Não as vejo em lugar algum. Olho para tanto espaço livre e não as encontro.
No Brasil, nunca conheci nenhuma outra capital com tanta área verde e terrenos livres para correr, brincar, jogar bola, rodar pião e andar de bicicleta com segurança. Na minha infância, seria um paraíso.
Aliás, na adolescência também seria. Uma das maiores dificuldades, quando adolescente, era achar um descampado para jogar bola sem medo de levar um tiro de sal na bunda, ser assaltado, atropelado ou transformado em almoço de cachorro brabo. E a gente invadia a rua mesmo assim. No meio da pista, entre os carros, ao lado do lixão, atrás da estação de metrô. Em qualquer buraco.
O cenário podia ser horrível, mas na imaginação da gente era o Maracanã. Aqui em Brasília, para onde jogo o olhar, já consigo me visualizar com dois chinelos para fazer a barra do gol, uma bola dente de leite e outros três moleques descalços correndo atrás da gorducha. Uma Seleção Brasileira.
É como se cada quadra residencial tivesse o seu próprio Maracanã de verdade. Com gramado e tudo. Só falta jogador. Um cenário impossível de acontecer em qualquer outra cidade.
Na primeira vez que vi de perto o Congresso Nacional, não dei a menor bola para a arquitetura do lugar. Só tinha olhos para a imensidão daquele gramado verdão, quase brilhando.
Tendo passado a maior parte da minha infância e adolescência no centro do Recife, uma área verde, por menor que fosse, era como um oásis no meio do deserto. Por mais qualidades que a capital pernambucana possa ter, planejamento urbano certamente nunca foi uma delas.
A gente jogava bola na areia da praia, no barro, no cimento, entre pedras, paus e até cacos de vidro. Perdi as contas de quantas vezes cortei os dedos e rasguei o pé por causa de cacos de vidro misturados entre os pedregulhos. Além de dividir parte do descampado com urubus e ferro velho.
Em Brasília, para onde olho tem grama. Não é um campo de futebol, mas é grama. Verdinha. Arrumada. Se a grama falasse, diria para todas as crianças: por que vocês não usam a gente depois da escola? O que tanto vocês fazem o dia inteiro? Todos os dias?
Às vezes, passo na frente do Congresso só para ver aquele gramado. Vejo um time de futebol… americano. E todos adultos. Vejo (poucos) turistas descendo em tobogã no gramado e até mesmo algumas crianças – de outras cidades – dando cambalhotas. Desconfio que nenhuma delas é de Brasília.

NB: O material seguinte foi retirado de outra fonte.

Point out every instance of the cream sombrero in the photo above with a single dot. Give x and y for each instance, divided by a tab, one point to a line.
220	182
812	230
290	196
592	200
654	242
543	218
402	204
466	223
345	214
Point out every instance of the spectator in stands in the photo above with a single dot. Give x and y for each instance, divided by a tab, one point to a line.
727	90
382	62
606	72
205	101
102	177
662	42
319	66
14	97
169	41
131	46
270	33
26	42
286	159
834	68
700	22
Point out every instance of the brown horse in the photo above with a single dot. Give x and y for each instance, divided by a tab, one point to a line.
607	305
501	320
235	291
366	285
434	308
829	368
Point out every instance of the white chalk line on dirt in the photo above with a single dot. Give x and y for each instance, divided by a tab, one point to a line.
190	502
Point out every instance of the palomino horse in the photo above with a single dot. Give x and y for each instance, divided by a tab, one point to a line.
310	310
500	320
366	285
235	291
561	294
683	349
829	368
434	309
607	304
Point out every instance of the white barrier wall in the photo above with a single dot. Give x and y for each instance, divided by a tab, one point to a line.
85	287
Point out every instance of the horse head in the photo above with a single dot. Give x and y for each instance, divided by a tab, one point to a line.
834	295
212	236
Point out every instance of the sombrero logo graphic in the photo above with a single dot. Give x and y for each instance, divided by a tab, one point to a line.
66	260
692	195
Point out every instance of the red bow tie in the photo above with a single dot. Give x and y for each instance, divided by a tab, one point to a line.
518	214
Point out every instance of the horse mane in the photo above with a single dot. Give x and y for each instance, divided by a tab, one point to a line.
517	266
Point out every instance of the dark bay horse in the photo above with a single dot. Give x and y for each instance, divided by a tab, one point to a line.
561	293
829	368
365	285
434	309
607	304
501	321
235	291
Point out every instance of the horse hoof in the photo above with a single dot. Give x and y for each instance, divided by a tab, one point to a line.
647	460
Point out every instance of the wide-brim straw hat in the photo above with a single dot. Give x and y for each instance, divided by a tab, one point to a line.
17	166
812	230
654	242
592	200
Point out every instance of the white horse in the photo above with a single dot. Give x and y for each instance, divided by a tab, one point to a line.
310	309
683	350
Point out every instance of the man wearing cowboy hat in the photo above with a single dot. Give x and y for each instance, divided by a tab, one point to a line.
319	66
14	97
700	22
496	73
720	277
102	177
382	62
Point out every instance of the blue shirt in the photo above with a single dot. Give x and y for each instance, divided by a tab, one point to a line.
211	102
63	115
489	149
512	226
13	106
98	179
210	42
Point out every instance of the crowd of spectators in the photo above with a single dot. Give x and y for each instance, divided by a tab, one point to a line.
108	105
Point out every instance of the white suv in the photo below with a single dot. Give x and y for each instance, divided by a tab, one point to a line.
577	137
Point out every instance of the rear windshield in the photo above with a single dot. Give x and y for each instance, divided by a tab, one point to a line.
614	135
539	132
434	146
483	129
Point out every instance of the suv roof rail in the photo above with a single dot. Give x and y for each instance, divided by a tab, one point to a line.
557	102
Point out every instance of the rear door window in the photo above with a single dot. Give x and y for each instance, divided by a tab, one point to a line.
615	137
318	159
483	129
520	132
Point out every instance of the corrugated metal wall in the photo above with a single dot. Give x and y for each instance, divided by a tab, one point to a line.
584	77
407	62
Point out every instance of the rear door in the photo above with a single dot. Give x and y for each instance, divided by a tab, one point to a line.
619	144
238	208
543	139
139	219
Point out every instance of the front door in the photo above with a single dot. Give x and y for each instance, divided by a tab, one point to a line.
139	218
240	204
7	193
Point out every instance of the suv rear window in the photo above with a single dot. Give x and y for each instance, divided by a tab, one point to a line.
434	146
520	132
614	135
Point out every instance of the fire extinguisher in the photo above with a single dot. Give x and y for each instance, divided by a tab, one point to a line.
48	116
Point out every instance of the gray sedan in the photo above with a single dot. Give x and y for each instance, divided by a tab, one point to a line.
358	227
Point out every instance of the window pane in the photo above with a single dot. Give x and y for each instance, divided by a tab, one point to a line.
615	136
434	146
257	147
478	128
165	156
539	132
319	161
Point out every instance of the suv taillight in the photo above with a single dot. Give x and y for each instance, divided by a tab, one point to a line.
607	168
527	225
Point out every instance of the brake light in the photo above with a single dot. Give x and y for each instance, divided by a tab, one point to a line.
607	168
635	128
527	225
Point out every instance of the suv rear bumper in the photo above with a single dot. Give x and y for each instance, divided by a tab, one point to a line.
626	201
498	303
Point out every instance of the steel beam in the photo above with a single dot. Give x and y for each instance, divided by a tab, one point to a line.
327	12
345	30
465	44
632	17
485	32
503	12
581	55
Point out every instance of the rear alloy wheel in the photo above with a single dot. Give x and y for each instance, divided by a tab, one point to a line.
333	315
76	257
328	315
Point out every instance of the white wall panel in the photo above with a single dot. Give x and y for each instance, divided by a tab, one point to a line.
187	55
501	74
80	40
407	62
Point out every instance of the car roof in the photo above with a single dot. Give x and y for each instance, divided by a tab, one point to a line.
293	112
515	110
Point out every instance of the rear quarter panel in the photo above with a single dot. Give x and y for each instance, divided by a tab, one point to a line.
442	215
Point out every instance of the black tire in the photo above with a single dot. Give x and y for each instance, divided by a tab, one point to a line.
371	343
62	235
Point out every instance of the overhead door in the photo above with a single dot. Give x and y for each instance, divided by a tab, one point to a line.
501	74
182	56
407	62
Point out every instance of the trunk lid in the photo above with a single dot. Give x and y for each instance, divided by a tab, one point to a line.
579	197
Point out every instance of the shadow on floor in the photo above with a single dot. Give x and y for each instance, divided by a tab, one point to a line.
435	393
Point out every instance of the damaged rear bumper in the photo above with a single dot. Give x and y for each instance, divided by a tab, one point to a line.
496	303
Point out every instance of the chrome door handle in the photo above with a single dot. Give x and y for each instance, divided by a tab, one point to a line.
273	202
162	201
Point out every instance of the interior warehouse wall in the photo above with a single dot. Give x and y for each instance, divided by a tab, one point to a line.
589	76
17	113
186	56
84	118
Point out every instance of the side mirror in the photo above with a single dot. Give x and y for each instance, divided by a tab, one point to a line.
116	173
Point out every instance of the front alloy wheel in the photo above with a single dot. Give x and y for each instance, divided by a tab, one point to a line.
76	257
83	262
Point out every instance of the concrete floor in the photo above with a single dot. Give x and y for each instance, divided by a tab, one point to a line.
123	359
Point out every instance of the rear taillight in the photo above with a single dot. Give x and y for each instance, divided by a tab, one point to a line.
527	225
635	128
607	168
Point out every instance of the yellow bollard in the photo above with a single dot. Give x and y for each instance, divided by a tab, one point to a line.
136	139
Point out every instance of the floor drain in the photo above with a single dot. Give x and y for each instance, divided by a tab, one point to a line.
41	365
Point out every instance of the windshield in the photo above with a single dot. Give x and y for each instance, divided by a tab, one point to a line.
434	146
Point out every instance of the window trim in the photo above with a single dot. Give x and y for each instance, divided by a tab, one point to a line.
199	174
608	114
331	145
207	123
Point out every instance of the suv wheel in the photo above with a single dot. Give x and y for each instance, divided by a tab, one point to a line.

Onde será que elas dão cambalhotas e brincam de Jaspion?
Talvez no Pontão do Lago Sul. Mas lá só encontro noivas tirando retrato, playboys de camiseta apertada e loiras de shortinhos e minissaia. E crianças que não desgrudam dos pais nem para apostar uma corrida até o coqueiro, dentro de uma rede imaginária de proteção.
Nas quadras, não consigo ver meia dúzia de crianças brincando na rua. Se não fosse a diferença na arquitetura, lembraria minhas caminhadas pelas periferias abandonadas da Cracóvia.
Talvez me digam que Brasília nunca foi o paraíso das crianças. Que tudo isso é uma grande besteira. Um romantismo barato. Uma frustração que perdeu o prazo de validade. Que os tempos são outros.
Verdade, talvez seja apenas o paraíso dos concurseiros e concursados. Mas onde estão os filhos de tantos concursos? Os filhos dos funcionários públicos? Estão todos no shopping? Jogando Playstation em casa? É uma curiosidade minha, talvez egoísta, porém honesta. Uma curiosidade sem a consultoria do Palocci.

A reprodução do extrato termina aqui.